Many college students are taking time this week to get into all kinds of debauchery while on Spring Break. For seniors, returning back to campus will find graduation approaching followed by looking for work in a less than flattering job market. Perhaps photos and descriptions of what happened on Spring Break may be best kept off of the Internet and out of the prying eyes of future employers. As a matter of fact, keeping all private information off the Internet is a good rule of thumb when looking for a job.

A 2009 study by Microsoft found that 79% of employers have said they have looked up potential applicants online prior to hiring. On top of that, 70% have stated that they have rejected candidates based on their findings.

High schoolers, don't think that you are out of the woods here. The more prestigious the college, the more they will use the same tactics to weed out potential troublemakers prior to acceptance into their program.

What to do?
Start out simple. Plug your name in quotes in the big three search engines, Yahoo!, Bing, and Google. See what comes up. If you have a common name like I do, you may want to throw a little bit more information in the search query such as the state you live (outside of the quotes). If you have used your middle name, etc. search that way as well.

Maybe plug in some other information, search for your e-mail address, phone number, even address. These are common things that perspective employers will have in front of them from your resume.

Did you find very little about yourself that could be incriminating?
Good. Now keep it that way and make it part of your routine to check up on your online presence at least monthly. Most employers have a six month "probationary period". They may do this check again at the end of the six months.

Did you find some things that you may not want the prying eyes of a potential college recruiter or employer to find?
Get rid of it. Go to the site that is hosting this information and write the site's Webmaster. Ask them to take down the comment you may have made or to remove any pictures or blog post that may involve you.

What about Facebook?
While you may feel that the default settings are fine, I would recommend making some changes to tighten them up. Doing some simple searching with some of the default security functions, I was able to do a search for a random name and could see the following:

- The individual's profile picture.
- The individual's friends, and more importantly their friend's profile pictures (just because your picture is pristine doesn't mean it won't play a role of what your friends are doing. You can have a picture of you sitting on a pew in church but just to the right is a picture of your Facebook friend polishing a beer bong and you will be guilty by association).
- Pages that the individual is a fan of (so being a fan of 'If you've ever called peach a slut while playing mario kart 64' may not be the best call).

I have two GeekyClown posts that you need to read to start out with:

1.) The most important thing is to keep Google from searching your Facebook page so you do not come up in their results - Tell Google to Stop Searching your Facebook Page. This page also details how to turn Facebook's search results to 'Only Friends' so they can't go into Facebook and search for you.

2.) Switch all of your privacy settings to 'Only Friends'. You can do that here - Update your Facebook Privacy Already. This will keep photos of you posted by others who may have tagged you out of the eyes of anyone you haven't become friends with.

NOTE: Once you get the job, be very careful who you become friends with on social networking sites.

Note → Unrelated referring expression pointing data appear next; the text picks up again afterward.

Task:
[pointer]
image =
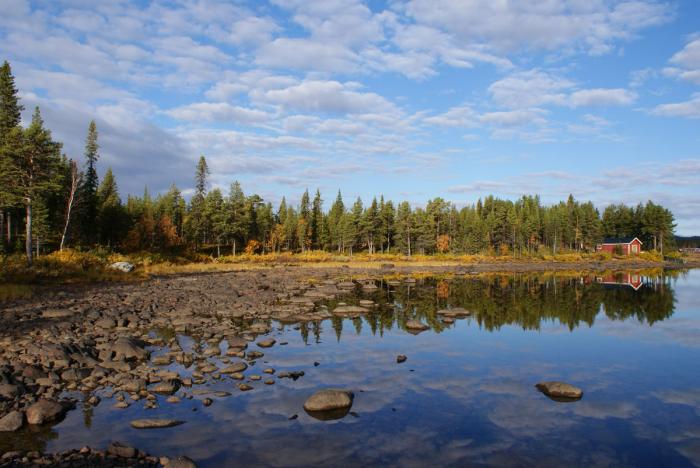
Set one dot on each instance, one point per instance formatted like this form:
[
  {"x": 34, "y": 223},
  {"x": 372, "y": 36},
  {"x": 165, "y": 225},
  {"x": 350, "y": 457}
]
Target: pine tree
[
  {"x": 316, "y": 221},
  {"x": 35, "y": 168},
  {"x": 10, "y": 107},
  {"x": 87, "y": 194},
  {"x": 237, "y": 222},
  {"x": 196, "y": 222},
  {"x": 111, "y": 219}
]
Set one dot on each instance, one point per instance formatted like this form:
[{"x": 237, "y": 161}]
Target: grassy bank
[{"x": 72, "y": 266}]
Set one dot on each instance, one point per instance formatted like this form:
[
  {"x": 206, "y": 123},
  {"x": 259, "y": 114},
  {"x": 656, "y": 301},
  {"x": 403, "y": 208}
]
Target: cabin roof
[{"x": 620, "y": 240}]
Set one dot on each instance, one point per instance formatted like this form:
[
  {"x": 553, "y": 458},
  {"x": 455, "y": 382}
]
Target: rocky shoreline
[{"x": 112, "y": 344}]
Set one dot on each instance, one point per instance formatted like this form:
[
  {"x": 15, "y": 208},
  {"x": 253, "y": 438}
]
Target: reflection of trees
[
  {"x": 28, "y": 439},
  {"x": 525, "y": 300}
]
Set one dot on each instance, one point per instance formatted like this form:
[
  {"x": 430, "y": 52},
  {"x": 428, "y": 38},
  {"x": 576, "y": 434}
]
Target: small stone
[
  {"x": 155, "y": 423},
  {"x": 120, "y": 450},
  {"x": 268, "y": 343},
  {"x": 11, "y": 421},
  {"x": 560, "y": 391}
]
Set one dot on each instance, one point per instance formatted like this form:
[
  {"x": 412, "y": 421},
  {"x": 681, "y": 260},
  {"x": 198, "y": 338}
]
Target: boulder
[
  {"x": 125, "y": 267},
  {"x": 127, "y": 349},
  {"x": 120, "y": 450},
  {"x": 329, "y": 404},
  {"x": 349, "y": 311},
  {"x": 11, "y": 421},
  {"x": 155, "y": 423},
  {"x": 44, "y": 411},
  {"x": 180, "y": 462},
  {"x": 234, "y": 368},
  {"x": 560, "y": 391}
]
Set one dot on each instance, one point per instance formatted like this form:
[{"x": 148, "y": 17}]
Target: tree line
[{"x": 59, "y": 202}]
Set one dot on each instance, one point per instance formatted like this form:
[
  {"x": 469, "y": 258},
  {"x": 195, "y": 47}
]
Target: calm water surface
[{"x": 466, "y": 394}]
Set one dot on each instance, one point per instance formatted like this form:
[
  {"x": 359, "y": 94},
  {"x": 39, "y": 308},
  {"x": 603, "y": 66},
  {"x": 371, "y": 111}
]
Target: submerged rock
[
  {"x": 329, "y": 404},
  {"x": 415, "y": 326},
  {"x": 268, "y": 343},
  {"x": 350, "y": 311},
  {"x": 155, "y": 423},
  {"x": 125, "y": 267},
  {"x": 11, "y": 421},
  {"x": 560, "y": 391}
]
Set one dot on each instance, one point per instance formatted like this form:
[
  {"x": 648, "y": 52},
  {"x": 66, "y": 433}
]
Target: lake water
[{"x": 466, "y": 394}]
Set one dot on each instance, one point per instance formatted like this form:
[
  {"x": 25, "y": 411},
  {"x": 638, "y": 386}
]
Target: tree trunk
[
  {"x": 28, "y": 240},
  {"x": 71, "y": 198}
]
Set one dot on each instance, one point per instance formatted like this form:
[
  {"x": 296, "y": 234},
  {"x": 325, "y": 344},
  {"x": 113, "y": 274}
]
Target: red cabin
[{"x": 626, "y": 245}]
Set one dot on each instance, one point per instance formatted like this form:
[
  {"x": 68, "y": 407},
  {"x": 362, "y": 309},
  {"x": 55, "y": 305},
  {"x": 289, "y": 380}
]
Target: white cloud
[
  {"x": 326, "y": 97},
  {"x": 555, "y": 24},
  {"x": 689, "y": 109},
  {"x": 219, "y": 112},
  {"x": 687, "y": 63},
  {"x": 602, "y": 97},
  {"x": 306, "y": 54},
  {"x": 530, "y": 88}
]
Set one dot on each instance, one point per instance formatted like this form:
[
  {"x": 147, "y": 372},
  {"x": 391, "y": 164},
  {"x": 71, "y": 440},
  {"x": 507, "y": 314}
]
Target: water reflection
[
  {"x": 466, "y": 394},
  {"x": 524, "y": 300}
]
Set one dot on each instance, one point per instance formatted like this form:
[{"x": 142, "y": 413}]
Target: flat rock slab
[
  {"x": 155, "y": 423},
  {"x": 44, "y": 411},
  {"x": 350, "y": 311},
  {"x": 329, "y": 404},
  {"x": 560, "y": 391}
]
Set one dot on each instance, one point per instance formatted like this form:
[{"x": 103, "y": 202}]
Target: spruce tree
[
  {"x": 10, "y": 107},
  {"x": 89, "y": 204}
]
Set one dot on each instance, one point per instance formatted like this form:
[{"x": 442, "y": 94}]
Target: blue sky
[{"x": 413, "y": 99}]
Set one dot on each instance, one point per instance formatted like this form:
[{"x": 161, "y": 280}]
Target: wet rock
[
  {"x": 127, "y": 349},
  {"x": 180, "y": 462},
  {"x": 294, "y": 375},
  {"x": 11, "y": 421},
  {"x": 329, "y": 404},
  {"x": 560, "y": 391},
  {"x": 166, "y": 388},
  {"x": 9, "y": 391},
  {"x": 44, "y": 411},
  {"x": 349, "y": 311},
  {"x": 455, "y": 312},
  {"x": 155, "y": 423},
  {"x": 234, "y": 368},
  {"x": 124, "y": 267},
  {"x": 120, "y": 450},
  {"x": 415, "y": 326}
]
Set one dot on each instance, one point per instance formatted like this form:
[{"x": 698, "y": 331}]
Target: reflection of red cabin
[
  {"x": 622, "y": 279},
  {"x": 628, "y": 245}
]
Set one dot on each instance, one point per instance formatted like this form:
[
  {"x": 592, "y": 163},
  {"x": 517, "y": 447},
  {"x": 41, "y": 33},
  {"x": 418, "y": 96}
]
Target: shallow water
[{"x": 466, "y": 394}]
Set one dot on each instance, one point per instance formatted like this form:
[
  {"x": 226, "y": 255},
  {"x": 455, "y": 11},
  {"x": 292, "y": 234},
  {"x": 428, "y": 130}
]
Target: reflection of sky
[{"x": 465, "y": 396}]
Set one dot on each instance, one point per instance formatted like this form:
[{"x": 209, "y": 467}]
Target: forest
[{"x": 49, "y": 201}]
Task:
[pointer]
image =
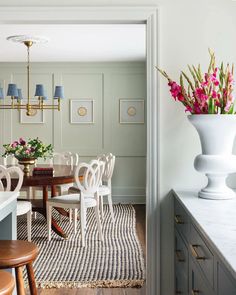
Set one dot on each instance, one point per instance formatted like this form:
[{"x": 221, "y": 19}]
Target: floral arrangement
[
  {"x": 34, "y": 148},
  {"x": 210, "y": 93}
]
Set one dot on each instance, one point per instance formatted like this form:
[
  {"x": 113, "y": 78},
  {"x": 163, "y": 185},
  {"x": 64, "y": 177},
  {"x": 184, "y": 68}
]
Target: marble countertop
[
  {"x": 6, "y": 198},
  {"x": 217, "y": 222}
]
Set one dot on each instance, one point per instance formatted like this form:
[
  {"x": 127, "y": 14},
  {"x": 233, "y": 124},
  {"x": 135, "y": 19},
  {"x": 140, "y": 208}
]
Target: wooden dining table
[{"x": 63, "y": 174}]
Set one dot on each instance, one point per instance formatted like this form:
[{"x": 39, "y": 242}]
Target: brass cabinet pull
[
  {"x": 179, "y": 256},
  {"x": 195, "y": 292},
  {"x": 195, "y": 254},
  {"x": 178, "y": 219}
]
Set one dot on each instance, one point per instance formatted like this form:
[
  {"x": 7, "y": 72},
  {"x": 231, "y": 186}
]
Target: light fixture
[{"x": 16, "y": 93}]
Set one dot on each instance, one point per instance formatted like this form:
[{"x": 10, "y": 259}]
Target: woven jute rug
[{"x": 117, "y": 262}]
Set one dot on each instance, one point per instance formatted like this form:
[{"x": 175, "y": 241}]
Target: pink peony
[{"x": 175, "y": 90}]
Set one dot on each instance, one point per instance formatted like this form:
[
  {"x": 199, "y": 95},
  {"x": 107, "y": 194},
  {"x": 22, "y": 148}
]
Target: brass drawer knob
[
  {"x": 178, "y": 219},
  {"x": 195, "y": 254},
  {"x": 195, "y": 292},
  {"x": 180, "y": 258}
]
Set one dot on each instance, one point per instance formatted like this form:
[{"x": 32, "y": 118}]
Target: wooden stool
[
  {"x": 15, "y": 254},
  {"x": 7, "y": 283}
]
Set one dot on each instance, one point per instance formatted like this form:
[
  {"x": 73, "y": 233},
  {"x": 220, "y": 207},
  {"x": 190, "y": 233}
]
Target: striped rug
[{"x": 117, "y": 262}]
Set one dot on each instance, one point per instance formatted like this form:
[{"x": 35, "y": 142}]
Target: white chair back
[
  {"x": 5, "y": 173},
  {"x": 91, "y": 176},
  {"x": 109, "y": 161}
]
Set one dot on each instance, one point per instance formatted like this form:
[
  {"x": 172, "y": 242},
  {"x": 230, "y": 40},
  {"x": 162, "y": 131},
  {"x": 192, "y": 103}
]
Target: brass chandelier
[{"x": 16, "y": 93}]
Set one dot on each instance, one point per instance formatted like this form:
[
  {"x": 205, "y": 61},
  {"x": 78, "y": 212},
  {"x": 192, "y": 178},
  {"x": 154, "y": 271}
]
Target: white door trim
[{"x": 148, "y": 15}]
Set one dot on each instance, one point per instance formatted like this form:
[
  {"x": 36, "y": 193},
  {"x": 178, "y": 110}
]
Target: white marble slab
[
  {"x": 6, "y": 198},
  {"x": 217, "y": 222}
]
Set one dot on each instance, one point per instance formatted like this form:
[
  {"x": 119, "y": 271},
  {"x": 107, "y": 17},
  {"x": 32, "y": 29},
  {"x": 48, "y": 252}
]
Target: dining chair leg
[
  {"x": 29, "y": 222},
  {"x": 111, "y": 207},
  {"x": 98, "y": 222},
  {"x": 101, "y": 207},
  {"x": 82, "y": 224},
  {"x": 31, "y": 279},
  {"x": 49, "y": 221},
  {"x": 70, "y": 215},
  {"x": 19, "y": 281},
  {"x": 75, "y": 220}
]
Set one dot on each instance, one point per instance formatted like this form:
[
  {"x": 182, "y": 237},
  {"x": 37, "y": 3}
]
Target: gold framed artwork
[
  {"x": 81, "y": 111},
  {"x": 131, "y": 111},
  {"x": 36, "y": 116}
]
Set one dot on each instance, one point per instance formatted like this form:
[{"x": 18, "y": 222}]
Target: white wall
[{"x": 187, "y": 28}]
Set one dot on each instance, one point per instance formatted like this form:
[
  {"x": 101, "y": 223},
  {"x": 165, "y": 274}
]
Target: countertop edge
[{"x": 205, "y": 235}]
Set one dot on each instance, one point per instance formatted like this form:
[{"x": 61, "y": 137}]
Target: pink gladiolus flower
[
  {"x": 188, "y": 109},
  {"x": 206, "y": 82},
  {"x": 197, "y": 109},
  {"x": 175, "y": 89},
  {"x": 231, "y": 78},
  {"x": 199, "y": 92},
  {"x": 14, "y": 144},
  {"x": 215, "y": 72},
  {"x": 22, "y": 141},
  {"x": 228, "y": 105},
  {"x": 214, "y": 80},
  {"x": 214, "y": 94}
]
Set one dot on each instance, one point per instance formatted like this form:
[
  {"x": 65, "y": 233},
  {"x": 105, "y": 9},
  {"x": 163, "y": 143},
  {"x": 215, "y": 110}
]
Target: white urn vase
[{"x": 217, "y": 133}]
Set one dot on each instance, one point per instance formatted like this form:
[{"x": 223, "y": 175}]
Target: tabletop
[{"x": 62, "y": 174}]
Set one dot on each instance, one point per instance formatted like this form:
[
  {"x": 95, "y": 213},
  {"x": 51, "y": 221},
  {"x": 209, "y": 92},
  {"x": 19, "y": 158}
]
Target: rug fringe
[{"x": 94, "y": 284}]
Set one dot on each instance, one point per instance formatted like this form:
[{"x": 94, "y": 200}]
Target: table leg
[
  {"x": 55, "y": 227},
  {"x": 60, "y": 210}
]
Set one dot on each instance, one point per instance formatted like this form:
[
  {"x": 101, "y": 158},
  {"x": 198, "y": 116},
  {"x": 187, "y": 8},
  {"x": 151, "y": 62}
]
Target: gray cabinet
[{"x": 198, "y": 269}]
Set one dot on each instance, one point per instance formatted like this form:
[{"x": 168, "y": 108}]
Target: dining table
[{"x": 62, "y": 174}]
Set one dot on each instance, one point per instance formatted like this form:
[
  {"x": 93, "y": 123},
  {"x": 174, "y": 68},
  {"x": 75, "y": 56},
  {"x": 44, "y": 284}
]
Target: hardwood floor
[{"x": 141, "y": 232}]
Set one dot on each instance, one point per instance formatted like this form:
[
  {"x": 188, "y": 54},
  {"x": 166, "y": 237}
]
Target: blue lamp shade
[
  {"x": 59, "y": 92},
  {"x": 19, "y": 96},
  {"x": 39, "y": 91},
  {"x": 1, "y": 93},
  {"x": 12, "y": 90}
]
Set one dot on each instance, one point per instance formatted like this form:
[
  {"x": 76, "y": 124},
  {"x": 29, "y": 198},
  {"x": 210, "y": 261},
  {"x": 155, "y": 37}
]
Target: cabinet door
[
  {"x": 181, "y": 283},
  {"x": 226, "y": 284},
  {"x": 181, "y": 254},
  {"x": 197, "y": 283}
]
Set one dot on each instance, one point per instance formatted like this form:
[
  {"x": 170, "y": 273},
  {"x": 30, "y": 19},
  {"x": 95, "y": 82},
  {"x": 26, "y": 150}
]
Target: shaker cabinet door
[{"x": 226, "y": 284}]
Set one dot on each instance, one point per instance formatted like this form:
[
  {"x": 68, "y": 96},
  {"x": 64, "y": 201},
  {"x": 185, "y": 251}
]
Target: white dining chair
[
  {"x": 23, "y": 207},
  {"x": 87, "y": 197},
  {"x": 105, "y": 188}
]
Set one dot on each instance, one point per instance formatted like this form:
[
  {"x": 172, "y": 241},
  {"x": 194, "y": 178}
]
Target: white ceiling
[{"x": 82, "y": 43}]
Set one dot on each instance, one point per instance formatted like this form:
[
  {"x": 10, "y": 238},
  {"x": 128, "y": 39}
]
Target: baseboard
[{"x": 128, "y": 199}]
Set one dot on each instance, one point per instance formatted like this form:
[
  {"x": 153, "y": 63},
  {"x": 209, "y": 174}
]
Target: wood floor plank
[{"x": 113, "y": 291}]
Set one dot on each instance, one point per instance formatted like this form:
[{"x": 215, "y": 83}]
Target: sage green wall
[{"x": 106, "y": 83}]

You don't want to invite your private and personal information into the work place. If you get that coworker friend request just ignore it and if they ask about it, tell them you don't ever use it and didn't even know that you got requested.

What about Twitter?
Twitter has more risk since anyone can follow you without you even knowing much about them. My recommendation would be to simply keep your personal name out of Twitter. Make your Twitter name something that is unique but not easily recognizable via Twitter. You can change it through the settings. If you feel it is important to keep your name on Twitter easily recognizable, protect your Tweets under the settings so that only people you approve will be able to see your Tweets.

Following this will keep employers from seeing your activities to keep you from getting that job or into college. Now, anything you do offline is up to you and common sense.